While certainly comfortable, the cheapest orange edition is rather cramped and has wall-size windows overlooking reception — not the greatest setup for privacy. It’s situated on the second floor and, since there’s no lift, you’d have to deal with passing footsteps any time the other guests went to/from their rooms. Much better are the upper-floor rooms that provide a high level of privacy to go with the nifty design and comforts.
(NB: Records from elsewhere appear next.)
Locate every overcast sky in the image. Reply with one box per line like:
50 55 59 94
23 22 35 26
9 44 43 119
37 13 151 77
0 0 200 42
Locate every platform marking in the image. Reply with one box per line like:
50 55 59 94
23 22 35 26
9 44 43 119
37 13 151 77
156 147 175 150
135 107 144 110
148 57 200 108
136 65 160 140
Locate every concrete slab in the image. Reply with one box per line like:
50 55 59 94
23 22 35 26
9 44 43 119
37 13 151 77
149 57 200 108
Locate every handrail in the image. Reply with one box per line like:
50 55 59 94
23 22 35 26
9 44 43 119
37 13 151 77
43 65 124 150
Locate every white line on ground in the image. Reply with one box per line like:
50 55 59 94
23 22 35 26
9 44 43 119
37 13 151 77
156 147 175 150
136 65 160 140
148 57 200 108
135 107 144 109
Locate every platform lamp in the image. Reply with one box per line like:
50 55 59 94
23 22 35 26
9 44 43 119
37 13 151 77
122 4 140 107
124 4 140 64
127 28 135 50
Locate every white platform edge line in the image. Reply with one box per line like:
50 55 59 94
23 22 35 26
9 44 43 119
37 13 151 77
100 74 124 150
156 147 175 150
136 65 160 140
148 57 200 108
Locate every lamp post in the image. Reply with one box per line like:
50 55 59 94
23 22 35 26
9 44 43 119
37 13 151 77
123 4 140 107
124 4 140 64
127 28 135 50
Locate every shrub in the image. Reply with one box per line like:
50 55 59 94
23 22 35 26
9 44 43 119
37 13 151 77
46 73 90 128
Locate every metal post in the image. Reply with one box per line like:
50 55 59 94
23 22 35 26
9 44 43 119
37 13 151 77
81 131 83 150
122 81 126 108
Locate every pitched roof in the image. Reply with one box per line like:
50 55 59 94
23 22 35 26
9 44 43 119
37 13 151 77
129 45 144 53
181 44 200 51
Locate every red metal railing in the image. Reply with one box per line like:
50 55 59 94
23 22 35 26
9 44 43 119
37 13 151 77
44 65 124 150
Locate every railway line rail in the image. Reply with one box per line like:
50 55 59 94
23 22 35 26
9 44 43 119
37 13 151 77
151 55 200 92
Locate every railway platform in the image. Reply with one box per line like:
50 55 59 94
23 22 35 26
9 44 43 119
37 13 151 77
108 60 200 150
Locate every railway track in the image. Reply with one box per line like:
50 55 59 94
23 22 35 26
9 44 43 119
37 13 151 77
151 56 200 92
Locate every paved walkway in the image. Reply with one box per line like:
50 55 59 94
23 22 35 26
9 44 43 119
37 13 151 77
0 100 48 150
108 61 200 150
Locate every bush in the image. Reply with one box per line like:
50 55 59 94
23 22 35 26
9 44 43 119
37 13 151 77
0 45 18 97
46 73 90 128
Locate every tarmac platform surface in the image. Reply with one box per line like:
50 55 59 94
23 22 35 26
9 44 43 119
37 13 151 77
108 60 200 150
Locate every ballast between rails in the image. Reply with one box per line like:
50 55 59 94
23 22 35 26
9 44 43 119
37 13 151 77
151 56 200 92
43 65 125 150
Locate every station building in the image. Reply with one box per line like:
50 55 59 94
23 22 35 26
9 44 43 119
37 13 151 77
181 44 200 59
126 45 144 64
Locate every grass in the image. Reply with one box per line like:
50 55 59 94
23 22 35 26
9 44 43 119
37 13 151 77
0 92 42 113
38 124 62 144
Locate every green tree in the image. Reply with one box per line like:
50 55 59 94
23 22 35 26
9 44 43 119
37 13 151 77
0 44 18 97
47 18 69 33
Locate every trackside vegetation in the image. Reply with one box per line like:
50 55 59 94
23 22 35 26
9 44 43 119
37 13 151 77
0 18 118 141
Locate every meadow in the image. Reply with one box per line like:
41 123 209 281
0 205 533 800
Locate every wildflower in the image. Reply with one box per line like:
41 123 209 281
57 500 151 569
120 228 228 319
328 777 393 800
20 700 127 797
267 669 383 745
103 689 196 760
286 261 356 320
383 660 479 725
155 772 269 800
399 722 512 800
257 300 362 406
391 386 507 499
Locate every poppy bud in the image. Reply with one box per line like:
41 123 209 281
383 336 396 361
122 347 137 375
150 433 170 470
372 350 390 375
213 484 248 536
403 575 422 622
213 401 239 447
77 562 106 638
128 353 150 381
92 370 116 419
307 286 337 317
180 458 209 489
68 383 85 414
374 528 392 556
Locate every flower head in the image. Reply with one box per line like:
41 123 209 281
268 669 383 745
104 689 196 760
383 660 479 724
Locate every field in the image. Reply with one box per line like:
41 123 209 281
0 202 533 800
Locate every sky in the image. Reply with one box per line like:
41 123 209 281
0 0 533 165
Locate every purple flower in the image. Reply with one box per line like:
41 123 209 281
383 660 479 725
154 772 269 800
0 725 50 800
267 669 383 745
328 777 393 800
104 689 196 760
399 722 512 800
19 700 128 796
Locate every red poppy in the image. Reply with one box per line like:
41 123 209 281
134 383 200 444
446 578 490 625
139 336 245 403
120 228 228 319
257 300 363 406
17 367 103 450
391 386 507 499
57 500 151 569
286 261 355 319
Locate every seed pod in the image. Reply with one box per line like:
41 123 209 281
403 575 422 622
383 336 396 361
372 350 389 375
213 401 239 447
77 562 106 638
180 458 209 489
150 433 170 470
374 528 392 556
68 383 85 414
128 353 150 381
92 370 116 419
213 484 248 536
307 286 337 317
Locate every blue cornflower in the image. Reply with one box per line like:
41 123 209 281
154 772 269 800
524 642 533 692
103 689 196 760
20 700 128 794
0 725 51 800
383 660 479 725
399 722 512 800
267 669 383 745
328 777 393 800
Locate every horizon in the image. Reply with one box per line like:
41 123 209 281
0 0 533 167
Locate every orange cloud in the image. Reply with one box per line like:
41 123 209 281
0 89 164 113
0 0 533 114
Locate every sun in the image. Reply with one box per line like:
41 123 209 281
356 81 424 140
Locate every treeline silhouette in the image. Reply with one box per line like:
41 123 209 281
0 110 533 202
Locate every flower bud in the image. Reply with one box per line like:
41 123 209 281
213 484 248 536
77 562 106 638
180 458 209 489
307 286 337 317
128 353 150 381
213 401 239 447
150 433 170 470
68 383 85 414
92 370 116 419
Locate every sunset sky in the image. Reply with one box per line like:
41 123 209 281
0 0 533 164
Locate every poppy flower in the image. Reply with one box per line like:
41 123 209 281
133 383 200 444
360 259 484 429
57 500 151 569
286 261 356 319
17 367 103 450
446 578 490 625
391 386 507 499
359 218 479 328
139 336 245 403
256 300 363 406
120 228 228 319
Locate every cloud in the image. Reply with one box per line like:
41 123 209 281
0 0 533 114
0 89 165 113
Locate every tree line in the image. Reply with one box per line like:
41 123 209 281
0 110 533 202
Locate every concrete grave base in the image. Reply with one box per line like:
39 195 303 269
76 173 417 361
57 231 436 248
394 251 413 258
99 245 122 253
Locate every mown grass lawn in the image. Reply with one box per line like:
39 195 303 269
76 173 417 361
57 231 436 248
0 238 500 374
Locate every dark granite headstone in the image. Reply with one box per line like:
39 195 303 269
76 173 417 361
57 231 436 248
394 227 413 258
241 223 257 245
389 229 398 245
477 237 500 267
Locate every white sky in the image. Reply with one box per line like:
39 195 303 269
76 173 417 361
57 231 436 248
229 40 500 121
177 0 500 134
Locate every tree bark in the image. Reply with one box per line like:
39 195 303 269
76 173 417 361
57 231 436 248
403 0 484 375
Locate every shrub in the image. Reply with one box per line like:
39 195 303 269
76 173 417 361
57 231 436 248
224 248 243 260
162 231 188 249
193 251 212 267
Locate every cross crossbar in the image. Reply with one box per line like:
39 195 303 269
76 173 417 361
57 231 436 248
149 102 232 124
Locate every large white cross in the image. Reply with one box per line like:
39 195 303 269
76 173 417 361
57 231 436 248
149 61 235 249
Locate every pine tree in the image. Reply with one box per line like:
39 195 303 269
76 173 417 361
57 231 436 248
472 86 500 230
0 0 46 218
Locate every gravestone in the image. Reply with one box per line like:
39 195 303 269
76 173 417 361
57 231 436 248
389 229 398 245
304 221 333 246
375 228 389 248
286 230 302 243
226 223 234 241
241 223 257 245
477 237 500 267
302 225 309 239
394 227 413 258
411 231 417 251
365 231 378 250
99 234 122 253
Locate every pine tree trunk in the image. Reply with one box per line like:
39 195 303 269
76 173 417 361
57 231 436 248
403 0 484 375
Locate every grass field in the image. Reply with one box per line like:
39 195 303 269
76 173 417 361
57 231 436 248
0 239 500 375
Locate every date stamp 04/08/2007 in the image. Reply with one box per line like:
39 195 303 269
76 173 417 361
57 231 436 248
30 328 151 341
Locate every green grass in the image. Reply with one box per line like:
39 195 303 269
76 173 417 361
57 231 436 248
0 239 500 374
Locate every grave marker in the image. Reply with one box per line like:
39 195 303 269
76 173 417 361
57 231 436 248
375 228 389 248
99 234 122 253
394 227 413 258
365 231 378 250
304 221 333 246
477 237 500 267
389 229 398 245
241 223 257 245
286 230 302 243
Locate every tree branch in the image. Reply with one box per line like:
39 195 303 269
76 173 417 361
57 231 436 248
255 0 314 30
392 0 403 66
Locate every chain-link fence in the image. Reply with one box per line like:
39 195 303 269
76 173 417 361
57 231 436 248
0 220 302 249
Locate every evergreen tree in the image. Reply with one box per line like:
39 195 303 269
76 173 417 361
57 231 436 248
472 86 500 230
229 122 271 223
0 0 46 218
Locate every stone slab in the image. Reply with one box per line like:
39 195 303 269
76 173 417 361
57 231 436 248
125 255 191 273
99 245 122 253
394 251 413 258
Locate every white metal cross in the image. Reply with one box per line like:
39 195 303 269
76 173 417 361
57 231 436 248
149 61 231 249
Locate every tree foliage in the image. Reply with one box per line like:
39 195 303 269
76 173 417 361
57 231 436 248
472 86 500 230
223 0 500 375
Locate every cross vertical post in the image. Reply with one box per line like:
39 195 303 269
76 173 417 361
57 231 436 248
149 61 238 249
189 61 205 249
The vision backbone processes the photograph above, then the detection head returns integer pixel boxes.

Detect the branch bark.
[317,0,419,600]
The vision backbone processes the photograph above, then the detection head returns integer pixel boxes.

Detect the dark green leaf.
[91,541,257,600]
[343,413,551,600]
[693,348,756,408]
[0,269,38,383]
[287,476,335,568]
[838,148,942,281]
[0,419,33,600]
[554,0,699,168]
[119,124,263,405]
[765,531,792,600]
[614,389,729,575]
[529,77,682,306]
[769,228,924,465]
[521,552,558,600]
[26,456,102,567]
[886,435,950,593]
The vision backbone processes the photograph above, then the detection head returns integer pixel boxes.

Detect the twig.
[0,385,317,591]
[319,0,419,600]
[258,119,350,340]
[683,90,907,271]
Down in the reception/lounge/gallery, bright swirling wall murals are punctuated by rotating art exhibitions; we arrived to find framed black-and-white photos of the Sukhothai ruins. Included breakfasts are served at a single rectangular table surrounded by cushioned booths and another small TV. This means that you’ll be (more or less) forced to shoot the breeze with other guests, which may be wonderful if you’re a socialite but could be painful for those introverts who cherish their quiet mornings.
While we didn’t meet the Swedish owner, the Thai woman who showed us around was lovely and overall the staff has a reputation for sincerity and helpfulness. The location is terrific. The immediate area hosts a bunch of good restaurants and it’s only a 10-minute walk to Phrom Phong BTS station, or 15 minutes to the livelier Asoke area.
The hotel occupies a small and drastically renovated shophouse-style building in the back corner of a quiet dead-end lane (it’s the first one on the left after entering Soi 31 from Sukhumvit Road). We’ve heard good things about neighbouring Wow Bangkok Hotel, though no one was around there when we last came through. There’s also the Davinci Suites across the lane, which goes more than a little over the top with its Italian street cafe theme but has reasonable boutique-y rooms for around the same price as Seven. S31 Hotel (cousin of S15) is a quality larger hotel at the nearby corner of Sukhumvit and Soi 31. If you like the Seven’s artsy design, you might also dig the Beat Hotel near Ekkamai BTS station.
The receptionist at Seven would only give us ballpark figures on high-season rates and an online search showed that rates are quite fluid throughout the year. Whether the Seven represents good, mediocre or not-so-good value depends on the rate you’re able to secure, so do some shopping around before you book.
By David Luekens
Last updated on 12th February, 2016.